The facilities looked quite clean and well maintained. The kids were obviously well into yoga, and others were taking karate classes.



HIV positive or not, they're just kids - beautiful kids!



It was a full-on scrum visiting them. Everyone wanted to show off their particular skill. "Uncle, watch this! Uncle, watch what I can do!"



You can't see the reason for the squirming. It's not cold water - it's the fish pedicure that you get, like it or not. This little lake/pond is spring fed and really refreshing on a hot day. That's Lawrence on the left, and Andy and Janine on the right, who were also at Anandwan this year.
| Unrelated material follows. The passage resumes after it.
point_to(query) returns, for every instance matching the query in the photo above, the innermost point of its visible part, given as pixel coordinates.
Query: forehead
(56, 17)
Hippies? In India! Who knew! But I'm kidding, partially. This beautiful young woman was really talented with these fire doo-dad thingy's.


(The End)

5 comments:

Frank said...

Happy Valentine's Day Davemo!

fabrice dieudonné said...

Om Arunachala ! Thanks Dave I was missing that mountain these days. Love

Re said...

Davemo! I almost forgot just how much I look forwards to your posts till they arrive.Wonderful and touching. India is always more special through your "eyes" . I miss you.

Spdavis003 said...

Fantastic Photos Dave!

Good quote at the start of your blog>

Dave Adair said...

Thanks for the nice comments, peeps!